When defining impaired HRR using the lowest tertile, we found that HRRpred correctly classified 70.5% of individuals as having impaired vs normal HRR and incorrectly classified 29.5% of individuals. We next examined HRRpred as a predictor of impaired HRR using multivariable logistic regression (Supplemental Figure 4). A univariable model with HRRpred showed a c-statistic of 0.735. When added to a model with age and sex, HRRpred resulted in improved discrimination as ascertained by the c-statistic (0.657 vs 0.770, P < .0001).
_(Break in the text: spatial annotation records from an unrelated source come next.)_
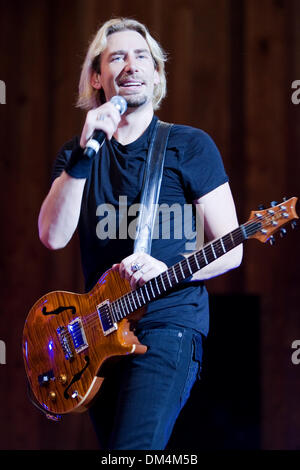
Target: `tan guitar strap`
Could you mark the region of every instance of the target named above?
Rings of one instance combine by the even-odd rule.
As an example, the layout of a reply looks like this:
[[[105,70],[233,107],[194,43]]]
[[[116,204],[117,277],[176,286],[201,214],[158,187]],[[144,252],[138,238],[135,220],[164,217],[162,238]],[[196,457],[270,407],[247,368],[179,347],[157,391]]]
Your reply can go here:
[[[150,255],[155,216],[168,137],[173,124],[157,121],[149,147],[142,186],[141,206],[136,228],[134,252]]]

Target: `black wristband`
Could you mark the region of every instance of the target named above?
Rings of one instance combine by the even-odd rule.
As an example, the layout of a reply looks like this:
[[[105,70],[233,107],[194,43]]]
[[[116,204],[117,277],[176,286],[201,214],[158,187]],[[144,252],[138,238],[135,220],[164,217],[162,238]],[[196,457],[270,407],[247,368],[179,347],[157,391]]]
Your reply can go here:
[[[87,178],[90,174],[93,159],[86,157],[84,149],[78,145],[72,153],[65,166],[65,171],[73,178]]]

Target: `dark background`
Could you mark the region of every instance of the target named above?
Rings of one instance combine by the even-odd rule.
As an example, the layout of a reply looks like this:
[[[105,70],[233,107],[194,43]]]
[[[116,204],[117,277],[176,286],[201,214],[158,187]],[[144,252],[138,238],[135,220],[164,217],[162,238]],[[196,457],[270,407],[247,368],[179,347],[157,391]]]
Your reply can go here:
[[[81,292],[77,237],[50,252],[37,218],[60,146],[80,133],[75,109],[86,48],[112,16],[146,23],[169,54],[161,119],[206,130],[230,176],[240,222],[260,203],[299,196],[298,0],[0,1],[1,449],[93,449],[88,415],[48,422],[29,402],[21,352],[33,303]],[[300,449],[299,230],[245,244],[243,264],[207,283],[211,335],[203,382],[170,443],[194,449]],[[192,437],[187,440],[187,433]]]

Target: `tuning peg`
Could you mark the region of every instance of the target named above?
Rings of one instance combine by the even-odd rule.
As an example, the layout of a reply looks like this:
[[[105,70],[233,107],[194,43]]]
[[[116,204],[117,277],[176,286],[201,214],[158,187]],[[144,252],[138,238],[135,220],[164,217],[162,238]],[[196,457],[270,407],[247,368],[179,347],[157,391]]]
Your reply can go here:
[[[272,246],[275,245],[275,238],[274,238],[273,235],[270,236],[270,238],[269,238],[269,243],[270,243],[270,245],[272,245]]]
[[[286,235],[287,232],[286,232],[285,228],[281,228],[279,233],[280,233],[281,238],[283,238]]]
[[[297,220],[292,220],[292,222],[291,222],[291,227],[292,227],[292,228],[296,228],[297,225],[298,225],[298,224],[297,224]]]

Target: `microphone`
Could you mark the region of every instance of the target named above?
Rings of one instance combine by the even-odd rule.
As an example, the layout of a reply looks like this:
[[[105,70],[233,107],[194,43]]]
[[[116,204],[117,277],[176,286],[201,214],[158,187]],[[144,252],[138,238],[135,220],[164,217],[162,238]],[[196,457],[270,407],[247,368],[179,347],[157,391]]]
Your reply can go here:
[[[110,99],[110,103],[114,105],[114,107],[119,111],[121,116],[125,113],[127,109],[127,102],[123,98],[123,96],[113,96]],[[88,158],[94,158],[94,156],[102,146],[103,142],[105,141],[105,138],[105,132],[101,131],[100,129],[95,129],[92,134],[92,137],[87,141],[83,154]]]

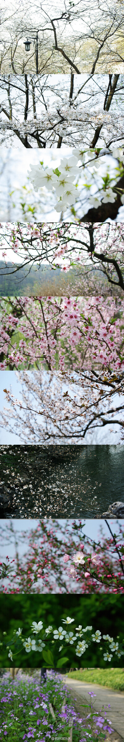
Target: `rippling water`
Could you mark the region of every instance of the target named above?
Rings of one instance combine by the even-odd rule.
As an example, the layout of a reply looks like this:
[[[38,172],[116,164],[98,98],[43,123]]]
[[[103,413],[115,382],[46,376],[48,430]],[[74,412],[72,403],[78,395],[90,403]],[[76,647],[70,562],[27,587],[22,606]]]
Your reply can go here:
[[[123,446],[1,446],[0,455],[0,494],[10,503],[1,517],[95,518],[124,502]]]

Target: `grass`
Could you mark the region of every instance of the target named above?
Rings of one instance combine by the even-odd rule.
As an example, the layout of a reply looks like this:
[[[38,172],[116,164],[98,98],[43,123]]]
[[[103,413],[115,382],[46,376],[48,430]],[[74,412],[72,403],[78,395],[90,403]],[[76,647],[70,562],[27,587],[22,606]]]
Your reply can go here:
[[[69,672],[68,677],[76,680],[82,680],[83,683],[97,683],[100,686],[104,686],[106,688],[111,688],[114,691],[124,691],[124,668],[111,667],[105,668],[105,669],[100,669],[100,668],[94,668],[87,669],[86,668],[82,668],[82,672],[80,670],[76,670],[75,672]]]

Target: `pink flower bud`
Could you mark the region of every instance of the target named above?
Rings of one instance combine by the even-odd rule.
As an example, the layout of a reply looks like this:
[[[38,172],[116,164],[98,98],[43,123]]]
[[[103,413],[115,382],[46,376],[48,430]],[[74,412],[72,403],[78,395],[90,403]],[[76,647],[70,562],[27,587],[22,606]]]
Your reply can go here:
[[[64,554],[63,562],[69,562],[69,558],[70,557],[69,556],[69,554]]]

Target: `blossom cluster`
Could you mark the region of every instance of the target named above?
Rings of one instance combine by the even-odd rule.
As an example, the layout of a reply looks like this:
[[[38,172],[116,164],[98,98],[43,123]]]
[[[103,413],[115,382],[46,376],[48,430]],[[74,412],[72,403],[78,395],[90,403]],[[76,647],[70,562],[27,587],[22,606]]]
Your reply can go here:
[[[106,279],[108,279],[108,288],[111,286],[113,289],[113,286],[115,286],[117,290],[117,286],[121,286],[123,289],[123,223],[109,224],[106,222],[104,224],[95,223],[92,226],[89,223],[78,226],[72,223],[63,223],[58,226],[55,223],[47,225],[38,223],[34,225],[27,222],[27,225],[22,223],[0,225],[0,240],[5,263],[7,247],[8,254],[10,249],[13,250],[13,265],[14,253],[16,255],[18,254],[21,261],[20,265],[26,265],[28,271],[33,265],[38,272],[44,263],[47,263],[50,269],[55,270],[56,267],[60,267],[65,272],[73,266],[83,267],[83,291],[81,294],[85,296],[89,295],[89,286],[92,295],[101,293],[99,276],[102,278],[103,274],[106,275]],[[98,271],[100,269],[100,273],[95,270],[97,268]],[[19,276],[19,263],[17,266],[16,263],[16,272],[17,269]],[[13,266],[10,266],[8,270],[9,275],[11,274]]]
[[[83,186],[88,185],[89,189],[91,186],[94,183],[94,174],[97,172],[102,164],[101,157],[104,157],[104,155],[108,155],[108,150],[106,148],[101,149],[100,153],[97,153],[93,148],[86,148],[85,149],[75,148],[73,150],[73,156],[67,157],[63,157],[61,160],[61,164],[58,168],[54,169],[53,168],[46,168],[46,170],[44,169],[42,163],[37,166],[30,164],[30,171],[28,171],[29,179],[31,181],[34,190],[38,191],[38,188],[42,188],[46,186],[48,191],[53,191],[55,189],[55,193],[58,197],[58,203],[54,207],[56,211],[63,212],[66,211],[68,206],[72,206],[76,202],[76,193],[78,194],[78,197],[80,197],[80,186],[81,186],[81,181],[79,182],[79,191],[77,190],[78,186],[78,178],[80,175],[82,177],[82,172],[80,172],[80,167],[83,168],[83,173],[84,170],[84,177]],[[123,150],[118,148],[113,149],[113,157],[114,159],[117,160],[118,162],[118,174],[120,176],[120,173],[123,172],[123,165],[124,165],[124,156]],[[80,163],[78,166],[78,163]],[[81,163],[81,165],[80,165]],[[120,163],[120,167],[119,167]],[[109,168],[109,165],[108,165]],[[89,176],[89,171],[93,171],[92,173],[92,183],[90,183],[89,180],[86,183],[86,171],[88,168],[88,176]],[[117,198],[117,192],[120,193],[120,189],[117,191],[117,180],[116,180],[116,167],[115,173],[114,177],[111,179],[106,171],[106,177],[103,179],[103,187],[102,180],[101,185],[100,186],[95,184],[95,192],[94,189],[94,193],[91,192],[89,199],[89,208],[93,206],[94,209],[98,209],[98,206],[101,203],[114,203]],[[75,183],[76,180],[76,183]],[[75,183],[74,183],[75,181]],[[112,181],[112,182],[111,182]],[[120,191],[120,200],[121,203],[124,203],[124,191]],[[84,214],[86,212],[86,207],[87,209],[87,203],[86,206],[84,206]]]
[[[49,643],[50,644],[55,644],[55,643],[57,643],[57,649],[58,652],[60,652],[63,649],[65,644],[72,646],[74,643],[77,642],[75,653],[77,657],[80,657],[86,651],[86,649],[88,649],[89,646],[90,646],[92,642],[99,644],[102,641],[102,636],[99,629],[97,629],[97,631],[94,631],[92,634],[92,626],[86,626],[85,628],[83,628],[81,625],[75,629],[77,633],[74,634],[73,631],[69,631],[70,624],[72,623],[74,620],[75,619],[71,618],[69,616],[67,616],[66,619],[62,620],[62,623],[64,625],[66,624],[67,631],[66,628],[63,628],[63,626],[59,626],[58,629],[53,629],[52,626],[49,626],[46,628],[45,628],[45,633],[42,621],[38,621],[38,623],[36,621],[32,621],[31,626],[31,636],[29,636],[27,639],[25,639],[22,635],[22,628],[19,628],[18,631],[16,629],[13,631],[13,638],[10,642],[9,646],[7,642],[5,643],[4,641],[0,643],[1,651],[4,651],[6,649],[9,649],[8,657],[13,662],[13,657],[16,654],[16,651],[18,653],[19,651],[22,651],[23,649],[25,649],[27,653],[29,653],[31,651],[40,651],[43,652],[44,657],[44,649],[47,643],[49,646]],[[42,632],[44,632],[42,634],[42,637],[38,637],[38,634],[41,634]],[[35,639],[34,639],[33,637],[34,634],[36,635]],[[86,634],[86,636],[84,636],[84,634]],[[42,639],[44,639],[44,641],[43,641]],[[119,643],[118,641],[115,641],[113,639],[113,637],[109,637],[109,634],[108,634],[103,635],[103,642],[102,642],[101,649],[103,649],[103,648],[104,649],[104,641],[106,643],[106,652],[103,652],[103,660],[105,662],[107,660],[111,662],[111,657],[113,657],[113,654],[111,654],[109,649],[112,652],[115,651],[115,655],[117,655],[117,659],[120,660],[122,655],[124,654],[123,644]],[[60,642],[61,645],[59,646]],[[16,649],[16,653],[14,653],[14,654],[13,649],[11,649],[11,646],[13,647],[13,644],[15,645]],[[46,651],[44,659],[46,660]],[[66,657],[65,661],[66,662]],[[59,666],[59,665],[58,666],[57,664],[57,667],[58,666]]]
[[[102,366],[109,372],[123,371],[123,301],[120,304],[111,298],[104,301],[103,309],[102,297],[1,300],[0,368],[9,364],[19,368],[22,364],[29,368],[36,363],[50,370]]]
[[[69,529],[68,521],[65,520],[60,523],[56,520],[43,520],[36,524],[35,529],[32,529],[28,536],[28,548],[24,559],[19,556],[18,552],[13,560],[10,560],[7,556],[6,562],[0,562],[2,592],[6,594],[43,594],[69,592],[71,590],[89,594],[94,588],[96,593],[112,591],[122,594],[124,591],[124,562],[121,526],[116,539],[112,531],[108,539],[103,537],[101,539],[100,536],[100,546],[96,543],[95,551],[94,548],[92,551],[92,539],[85,536],[84,552],[84,545],[80,541],[82,524],[81,520],[78,520],[78,523],[69,521]],[[7,533],[11,543],[12,526],[8,526]],[[24,535],[20,534],[19,539],[18,536],[18,546],[19,541],[25,541],[26,537],[27,531]],[[2,538],[5,543],[7,533],[4,528],[1,528],[1,540]],[[71,556],[71,554],[74,556]],[[63,559],[64,564],[67,565],[66,575]],[[71,565],[68,564],[69,561]],[[77,568],[79,568],[78,571]]]

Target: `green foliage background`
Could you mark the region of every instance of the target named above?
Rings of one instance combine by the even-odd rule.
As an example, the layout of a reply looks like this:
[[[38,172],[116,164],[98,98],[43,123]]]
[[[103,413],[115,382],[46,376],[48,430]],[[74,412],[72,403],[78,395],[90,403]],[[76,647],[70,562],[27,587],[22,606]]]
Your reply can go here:
[[[23,634],[27,637],[31,634],[30,628],[32,621],[37,623],[43,620],[44,628],[52,625],[53,628],[58,628],[62,625],[63,618],[70,616],[75,619],[75,628],[82,624],[83,628],[87,625],[92,626],[94,630],[100,629],[103,634],[109,634],[114,639],[117,635],[120,640],[123,638],[123,614],[124,596],[119,595],[4,595],[0,597],[0,640],[3,640],[3,631],[7,631],[7,642],[12,638],[14,628],[23,627]],[[72,625],[71,628],[73,626]],[[55,663],[60,654],[56,654],[56,646],[52,646]],[[0,667],[10,666],[10,660],[6,655],[0,652]],[[74,646],[66,646],[61,653],[61,657],[67,656],[69,661],[66,666],[69,667],[104,667],[103,653],[100,651],[99,645],[92,643],[89,649],[78,657]],[[101,656],[102,655],[102,656]],[[6,659],[5,659],[6,657]],[[113,656],[112,665],[123,667],[123,657],[117,660]],[[40,667],[44,665],[42,654],[37,652],[20,654],[15,662],[16,666]]]

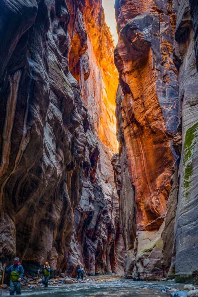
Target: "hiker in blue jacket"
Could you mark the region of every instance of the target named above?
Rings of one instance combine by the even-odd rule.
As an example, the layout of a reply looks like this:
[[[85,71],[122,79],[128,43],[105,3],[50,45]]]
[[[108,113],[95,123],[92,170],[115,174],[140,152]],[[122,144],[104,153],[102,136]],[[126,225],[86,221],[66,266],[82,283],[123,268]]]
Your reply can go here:
[[[83,270],[83,268],[82,268],[80,270],[80,279],[82,279],[82,280],[83,280],[83,277],[84,275],[84,273],[85,272]]]
[[[24,270],[19,262],[18,258],[15,258],[14,263],[8,268],[6,268],[6,264],[4,264],[4,268],[6,272],[10,274],[9,278],[9,292],[10,295],[14,295],[16,291],[17,295],[20,295],[20,282],[23,277]]]
[[[78,280],[80,278],[80,271],[81,271],[81,269],[80,268],[80,267],[79,267],[77,270],[77,280]]]

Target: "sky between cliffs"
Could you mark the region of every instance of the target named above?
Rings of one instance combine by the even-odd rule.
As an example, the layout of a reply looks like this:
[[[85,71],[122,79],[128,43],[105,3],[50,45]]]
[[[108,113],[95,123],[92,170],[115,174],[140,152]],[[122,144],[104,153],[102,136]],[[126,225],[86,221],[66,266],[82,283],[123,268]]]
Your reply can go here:
[[[116,23],[114,8],[115,1],[115,0],[102,0],[102,5],[104,10],[105,20],[107,26],[110,27],[116,45],[118,42],[118,37],[116,30]]]

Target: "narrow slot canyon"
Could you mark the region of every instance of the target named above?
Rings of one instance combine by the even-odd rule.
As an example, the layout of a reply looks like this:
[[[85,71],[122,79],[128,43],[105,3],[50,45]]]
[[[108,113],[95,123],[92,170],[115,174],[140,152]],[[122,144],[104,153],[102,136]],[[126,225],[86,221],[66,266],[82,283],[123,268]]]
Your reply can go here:
[[[198,284],[197,2],[1,0],[0,281]]]

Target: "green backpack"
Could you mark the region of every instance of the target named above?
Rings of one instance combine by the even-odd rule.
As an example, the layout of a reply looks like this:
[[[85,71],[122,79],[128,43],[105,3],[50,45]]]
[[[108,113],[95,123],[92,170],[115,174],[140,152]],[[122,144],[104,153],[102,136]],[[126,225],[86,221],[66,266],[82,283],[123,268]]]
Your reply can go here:
[[[18,279],[19,278],[20,274],[19,271],[15,271],[12,270],[11,272],[10,279],[12,282],[18,282]]]
[[[43,269],[43,275],[44,277],[48,277],[50,274],[50,271],[48,271],[46,268],[44,268]]]

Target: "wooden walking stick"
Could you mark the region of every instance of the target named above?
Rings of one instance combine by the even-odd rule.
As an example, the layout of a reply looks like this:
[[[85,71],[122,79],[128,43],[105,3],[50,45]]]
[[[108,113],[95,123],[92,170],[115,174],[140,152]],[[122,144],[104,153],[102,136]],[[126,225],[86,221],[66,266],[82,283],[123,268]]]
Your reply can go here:
[[[1,280],[1,293],[0,293],[0,296],[1,296],[2,294],[2,291],[3,290],[3,288],[4,287],[3,284],[4,284],[4,277],[5,276],[5,268],[4,268],[3,271],[3,274],[2,274],[2,279]]]

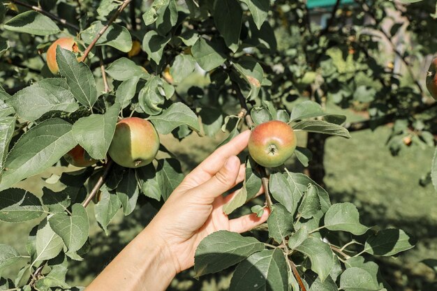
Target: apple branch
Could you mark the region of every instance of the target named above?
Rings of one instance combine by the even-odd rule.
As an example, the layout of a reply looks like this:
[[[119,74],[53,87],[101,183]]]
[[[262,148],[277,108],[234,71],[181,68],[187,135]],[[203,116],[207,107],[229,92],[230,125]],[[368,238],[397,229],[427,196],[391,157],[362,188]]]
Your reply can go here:
[[[108,176],[108,174],[109,173],[109,171],[111,169],[112,165],[112,161],[109,160],[108,163],[106,163],[106,166],[105,167],[105,171],[103,172],[103,174],[100,177],[100,178],[98,178],[98,180],[97,180],[97,183],[96,183],[96,185],[94,185],[93,190],[91,191],[89,195],[88,195],[85,201],[84,201],[84,202],[82,204],[84,207],[86,207],[87,206],[88,206],[91,200],[92,200],[94,196],[96,196],[96,194],[97,194],[97,193],[100,190],[100,188],[102,186],[102,185],[103,185],[105,179],[106,178],[106,176]]]
[[[15,4],[18,4],[20,6],[24,6],[24,7],[27,7],[29,9],[31,9],[34,11],[36,12],[39,12],[41,14],[45,15],[45,16],[57,21],[58,22],[61,23],[61,24],[65,25],[66,27],[69,27],[70,28],[72,28],[77,31],[79,31],[80,30],[80,29],[79,28],[79,27],[77,27],[77,25],[75,25],[72,23],[68,22],[68,21],[66,21],[66,20],[64,20],[64,18],[61,18],[57,15],[55,15],[53,13],[51,13],[48,11],[45,11],[45,10],[43,10],[43,8],[41,8],[40,7],[38,7],[38,6],[35,6],[34,5],[31,5],[31,4],[28,4],[27,3],[24,2],[22,2],[20,0],[11,0],[12,3],[14,3]]]
[[[124,0],[123,1],[123,3],[121,4],[121,6],[120,6],[120,7],[115,12],[115,13],[114,13],[112,17],[108,21],[106,24],[103,27],[102,27],[100,31],[98,31],[98,33],[97,33],[94,39],[91,42],[91,43],[88,45],[88,47],[87,47],[87,48],[85,49],[85,51],[84,52],[84,54],[82,57],[82,60],[84,60],[85,59],[87,59],[87,57],[88,57],[88,54],[89,54],[89,52],[91,52],[93,47],[94,47],[94,45],[96,45],[96,43],[97,43],[97,41],[98,40],[98,39],[103,35],[103,33],[105,33],[105,32],[108,30],[109,27],[112,24],[112,22],[114,22],[114,21],[115,21],[115,20],[117,19],[117,17],[119,17],[121,11],[124,10],[124,8],[129,4],[129,3],[131,3],[131,1],[132,0]]]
Association of HRRpred with clinical correlates and cardiovascular outcomes
In cross-sectional multivariable analyses, we found that clinical correlates of lower HRRpred included older age, male sex, higher body mass index, higher systolic blood pressure, diabetes mellitus, and current smoking status (Supplemental Table 2). The strongest predictor of lower HRRpred was higher resting heart rate. Specifically, a 1 standard deviation (SD) higher resting heart rate was associated with a 3.6 bpm (standard error 0.01) lower HRRpred. Taken together, clinical covariates explained 72.4% of the variance of HRRpred.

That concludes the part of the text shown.